Wollte Ludwigshafen ihm seinen Kampfhund nehmen?

Im Jahr 2002 ist Hehl dann nach Mannheim gezogen – angeblich, weil ihm die Stadt in Ludwigshafen nach einem Zwischenfall auch seinen Kampfhund abnehmen wollte. Derzeit ist Hehl – ausweislich seiner Bewerbungsunterlagen für die Kommunalwahl – Arbeiter von Beruf; was genau er arbeitet, ist aber nicht zu erfahren. Im Rathaus ist die Sorge groß, dass der NPD-Mann seine Tätigkeit als Stadtrat als Podium für rechtsextreme Propaganda nutzen wird und sich seine Anhänger regelmäßig bei Sitzungen auf der Empore des Ratssaals einfinden werden.
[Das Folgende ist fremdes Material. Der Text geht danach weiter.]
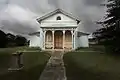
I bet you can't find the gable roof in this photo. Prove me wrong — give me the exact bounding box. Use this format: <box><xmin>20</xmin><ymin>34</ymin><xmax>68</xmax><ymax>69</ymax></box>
<box><xmin>37</xmin><ymin>9</ymin><xmax>80</xmax><ymax>24</ymax></box>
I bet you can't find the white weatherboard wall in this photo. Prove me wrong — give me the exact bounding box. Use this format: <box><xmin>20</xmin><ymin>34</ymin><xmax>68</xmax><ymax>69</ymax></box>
<box><xmin>79</xmin><ymin>35</ymin><xmax>89</xmax><ymax>47</ymax></box>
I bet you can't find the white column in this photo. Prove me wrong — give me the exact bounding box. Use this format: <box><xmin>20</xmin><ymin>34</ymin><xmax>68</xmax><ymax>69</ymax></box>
<box><xmin>73</xmin><ymin>31</ymin><xmax>76</xmax><ymax>49</ymax></box>
<box><xmin>52</xmin><ymin>31</ymin><xmax>55</xmax><ymax>50</ymax></box>
<box><xmin>43</xmin><ymin>31</ymin><xmax>46</xmax><ymax>49</ymax></box>
<box><xmin>71</xmin><ymin>31</ymin><xmax>74</xmax><ymax>49</ymax></box>
<box><xmin>63</xmin><ymin>30</ymin><xmax>65</xmax><ymax>49</ymax></box>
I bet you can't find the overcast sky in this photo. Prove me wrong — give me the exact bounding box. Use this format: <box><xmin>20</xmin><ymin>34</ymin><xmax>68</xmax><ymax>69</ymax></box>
<box><xmin>0</xmin><ymin>0</ymin><xmax>106</xmax><ymax>34</ymax></box>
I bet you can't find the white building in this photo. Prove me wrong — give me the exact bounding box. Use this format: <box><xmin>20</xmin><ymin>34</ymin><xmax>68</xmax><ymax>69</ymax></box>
<box><xmin>30</xmin><ymin>9</ymin><xmax>89</xmax><ymax>50</ymax></box>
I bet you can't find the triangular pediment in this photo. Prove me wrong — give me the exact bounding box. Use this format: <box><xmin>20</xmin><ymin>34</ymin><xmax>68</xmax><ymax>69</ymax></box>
<box><xmin>37</xmin><ymin>9</ymin><xmax>80</xmax><ymax>24</ymax></box>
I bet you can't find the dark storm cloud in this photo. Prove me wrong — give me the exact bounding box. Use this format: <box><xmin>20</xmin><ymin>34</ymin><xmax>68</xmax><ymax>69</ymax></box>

„Wir rechnen damit, dass wir künftig ständig die Polizei im Haus haben werden“, gesteht der SPD-Fraktionsgeschäftsführer Helmut Lupke. Nach den Erfahrungen andernorts müsse man davon ausgehen, dass die NPD den neuen Stadtratsposten vor allem nutzen werde, um rechtsextreme Strukturen auszubauen und zu festigen, heißt es bei den Grünen.

Einig sind sich die Fraktionen darin, dass sie den Spielraum dafür so eng wie möglich halten wollen – auch wenn dies möglicherweise Beschränkungen der eigenen Arbeit mit sich bringt. Im Rat der Stadt herrscht bis jetzt eine offene Atmosphäre, Antrags- und Rederecht werden vielfach großzügiger gehandhabt als in der Gemeindeordnung vorgeschrieben. Nicht nur Fraktionen, auch Einzelstadträte haben ein Arbeitszimmer im Rathaus. Dass die NPD dort einziehen könnte, halten die Vertreter der bürgerlichen Parteien für schwer vorstellbar.